[<prev] [next>] [<thread-prev] [thread-next>] [day] [month] [year] [list]
Message-ID: <a57jjrtddjc4wjbrrjpyhfdx475zwpuetmkibeorboo7csc7aw@foqsmf5ipr73>
Date: Wed, 18 Jun 2025 15:37:20 -0700
From: Shakeel Butt <shakeel.butt@...ux.dev>
To: Zhongkun He <hezhongkun.hzk@...edance.com>
Cc: akpm@...ux-foundation.org, tytso@....edu, jack@...e.com,
hannes@...xchg.org, mhocko@...nel.org, muchun.song@...ux.dev,
linux-ext4@...r.kernel.org, linux-kernel@...r.kernel.org, linux-mm@...ck.org,
cgroups@...r.kernel.org
Subject: Re: [PATCH 0/2] Postpone memcg reclaim to return-to-user path
Hi Zhongkun,
Thanks for a very detailed and awesome description of the problem. This
is a real issue and we at Meta face similar scenarios as well. However I
would not go for PF_MEMALLOC_ACFORCE approach as it is easy to abuse and
is very manual and requires detecting the code which can cause such
scenarios and then case-by-case opting them in. I would prefer a dynamic
or automated approach where the kernel detects such an issue is
happening and recover from it. Though a case can be made where we avoid
such scenarios from happening but that might not be possible everytime.

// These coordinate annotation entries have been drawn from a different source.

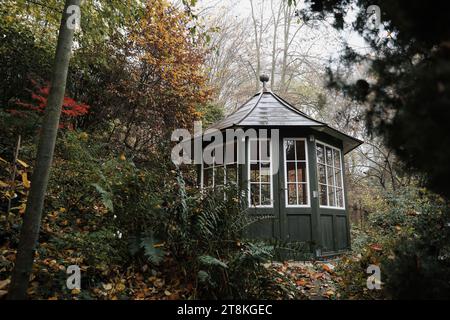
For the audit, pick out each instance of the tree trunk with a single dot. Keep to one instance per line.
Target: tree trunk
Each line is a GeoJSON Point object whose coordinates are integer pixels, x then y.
{"type": "Point", "coordinates": [32, 218]}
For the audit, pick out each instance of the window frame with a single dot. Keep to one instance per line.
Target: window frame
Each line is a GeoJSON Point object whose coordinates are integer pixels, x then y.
{"type": "Point", "coordinates": [341, 160]}
{"type": "Point", "coordinates": [306, 161]}
{"type": "Point", "coordinates": [249, 183]}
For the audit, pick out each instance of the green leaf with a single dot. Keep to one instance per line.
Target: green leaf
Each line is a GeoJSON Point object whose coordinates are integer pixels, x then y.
{"type": "Point", "coordinates": [203, 276]}
{"type": "Point", "coordinates": [211, 261]}
{"type": "Point", "coordinates": [152, 251]}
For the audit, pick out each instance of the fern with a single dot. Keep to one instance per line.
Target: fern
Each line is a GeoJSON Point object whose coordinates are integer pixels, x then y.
{"type": "Point", "coordinates": [212, 262]}
{"type": "Point", "coordinates": [106, 197]}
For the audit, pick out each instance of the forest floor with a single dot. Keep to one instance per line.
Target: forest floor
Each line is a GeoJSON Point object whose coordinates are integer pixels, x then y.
{"type": "Point", "coordinates": [314, 280]}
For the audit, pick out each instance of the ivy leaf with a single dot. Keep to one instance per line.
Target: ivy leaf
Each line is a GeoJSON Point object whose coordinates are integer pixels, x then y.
{"type": "Point", "coordinates": [211, 261]}
{"type": "Point", "coordinates": [106, 197]}
{"type": "Point", "coordinates": [152, 249]}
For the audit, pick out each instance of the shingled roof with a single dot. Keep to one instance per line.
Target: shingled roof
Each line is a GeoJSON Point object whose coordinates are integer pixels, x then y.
{"type": "Point", "coordinates": [268, 109]}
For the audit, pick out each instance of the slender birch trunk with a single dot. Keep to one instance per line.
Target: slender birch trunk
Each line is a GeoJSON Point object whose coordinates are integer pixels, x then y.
{"type": "Point", "coordinates": [33, 213]}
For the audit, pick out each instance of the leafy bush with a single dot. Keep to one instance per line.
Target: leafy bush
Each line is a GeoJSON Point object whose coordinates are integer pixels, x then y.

Also this is very memcg specific, I can clearly see the same scenario
can happen for global reclaim as well.
I have a couple of questions below:
On Wed, Jun 18, 2025 at 07:39:56PM +0800, Zhongkun He wrote:
> # Introduction
>
> This patchset aims to introduce an approach to ensure that memory
> allocations are forced to be accounted to the memory cgroup, even if
> they exceed the cgroup's maximum limit. In such cases, the reclaim
> process is postponed until the task returns to the user.

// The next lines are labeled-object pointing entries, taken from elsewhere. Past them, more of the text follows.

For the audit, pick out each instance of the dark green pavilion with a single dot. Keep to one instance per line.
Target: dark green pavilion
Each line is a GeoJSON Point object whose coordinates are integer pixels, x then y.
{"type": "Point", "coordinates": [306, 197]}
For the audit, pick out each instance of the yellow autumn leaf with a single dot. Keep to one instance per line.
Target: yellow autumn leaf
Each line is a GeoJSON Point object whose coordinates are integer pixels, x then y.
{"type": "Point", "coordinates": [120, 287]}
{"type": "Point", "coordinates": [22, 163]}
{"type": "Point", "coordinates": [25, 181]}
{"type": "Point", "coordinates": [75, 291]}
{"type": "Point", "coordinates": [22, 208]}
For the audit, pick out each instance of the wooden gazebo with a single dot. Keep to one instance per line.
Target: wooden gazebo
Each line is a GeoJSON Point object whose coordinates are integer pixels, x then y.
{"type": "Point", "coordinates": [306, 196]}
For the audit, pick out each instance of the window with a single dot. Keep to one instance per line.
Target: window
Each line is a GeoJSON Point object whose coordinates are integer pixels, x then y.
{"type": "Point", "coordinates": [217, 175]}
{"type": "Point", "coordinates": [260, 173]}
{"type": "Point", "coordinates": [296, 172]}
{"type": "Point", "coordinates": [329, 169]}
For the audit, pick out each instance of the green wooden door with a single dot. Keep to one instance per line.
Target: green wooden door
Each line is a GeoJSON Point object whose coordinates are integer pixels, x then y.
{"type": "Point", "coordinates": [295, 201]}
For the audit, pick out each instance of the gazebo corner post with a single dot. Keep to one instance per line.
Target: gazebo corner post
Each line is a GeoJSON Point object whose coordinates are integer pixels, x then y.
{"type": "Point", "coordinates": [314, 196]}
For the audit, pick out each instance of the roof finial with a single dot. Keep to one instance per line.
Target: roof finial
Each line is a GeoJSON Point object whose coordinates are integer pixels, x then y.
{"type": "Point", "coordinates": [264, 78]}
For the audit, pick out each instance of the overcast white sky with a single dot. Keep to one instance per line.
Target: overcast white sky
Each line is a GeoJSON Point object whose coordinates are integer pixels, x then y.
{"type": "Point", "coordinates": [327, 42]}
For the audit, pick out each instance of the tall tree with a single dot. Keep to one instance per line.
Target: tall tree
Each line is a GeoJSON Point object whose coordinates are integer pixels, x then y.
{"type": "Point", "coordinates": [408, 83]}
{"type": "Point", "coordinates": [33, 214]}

This breaks memory.max semantics. Any reason memory.high is not used
here. Basically instead of memory.max, use memory.high as job limit. I
would like to know how memory.high is lacking for your use-case. Maybe
we can fix that or introduce a new form of limit. However this is memcg
specific and will not resolve the global reclaim case.
> This is
> beneficial for users who perform over-max reclaim while holding multiple
> locks or other resources (especially resources related to file system
> writeback). If a task needs any of these resources, it would otherwise
> have to wait until the other task completes reclaim and releases the
> resources. Postponing reclaim to the return-to-user path helps avoid this issue.
>
> # Background
>
> We have been encountering an hungtask issue for a long time. Specifically,
> when a task holds the jbd2 handler
Can you explain a bit more about jbd2 handler? Is it some global shared
lock or a workqueue which can only run single thread at a time.

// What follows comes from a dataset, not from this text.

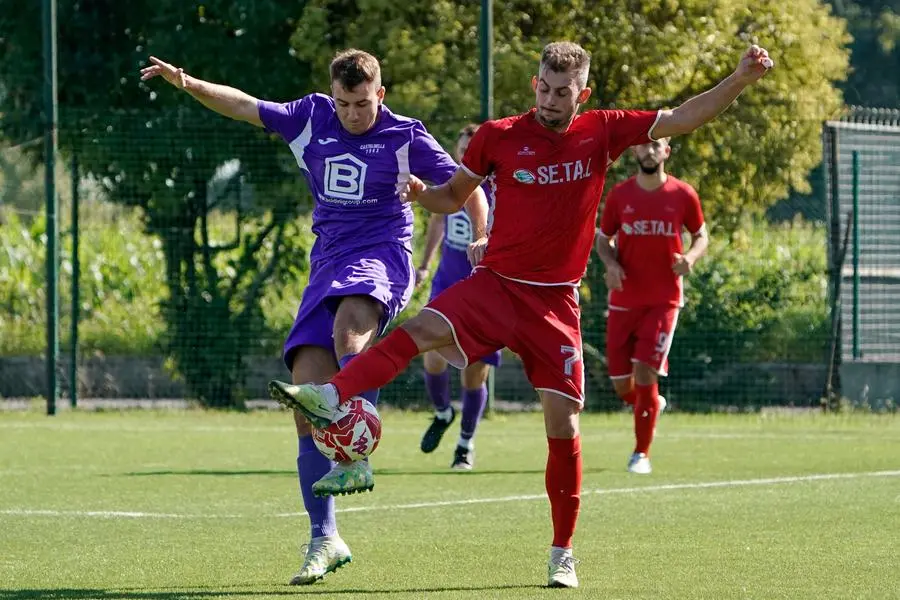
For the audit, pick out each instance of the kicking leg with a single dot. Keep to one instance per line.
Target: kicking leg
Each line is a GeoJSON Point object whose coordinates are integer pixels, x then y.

Basically is there a way to get the current holder/owner of jbd2 handler
programmatically?
> and subsequently enters direct reclaim
> because it reaches the hard limit within a memory cgroup, the system may become
> blocked for a long time. The stack trace of waiting thread holding the jbd2
> handle is as follows (and so many other threads are waiting on the same jbd2
> handle):
>
> #0 __schedule at ffffffff97abc6c9
> #1 preempt_schedule_common at ffffffff97abcdaa
> #2 __cond_resched at ffffffff97abcddd
> #3 shrink_active_list at ffffffff9744dca2
> #4 shrink_lruvec at ffffffff97451407
> #5 shrink_node at ffffffff974517c9
> #6 do_try_to_free_pages at ffffffff97451dae
> #7 try_to_free_mem_cgroup_pages at ffffffff974542b8
> #8 try_charge_memcg at ffffffff974f0ede
> #9 charge_memcg at ffffffff974f1d0e
> #10 __mem_cgroup_charge at ffffffff974f391c
> #11 __add_to_page_cache_locked at ffffffff974313e5
> #12 add_to_page_cache_lru at ffffffff974324b2
> #13 pagecache_get_page at ffffffff974338e3
> #14 __getblk_gfp at ffffffff97556798
> #15 __ext4_get_inode_loc at ffffffffc07a5518 [ext4]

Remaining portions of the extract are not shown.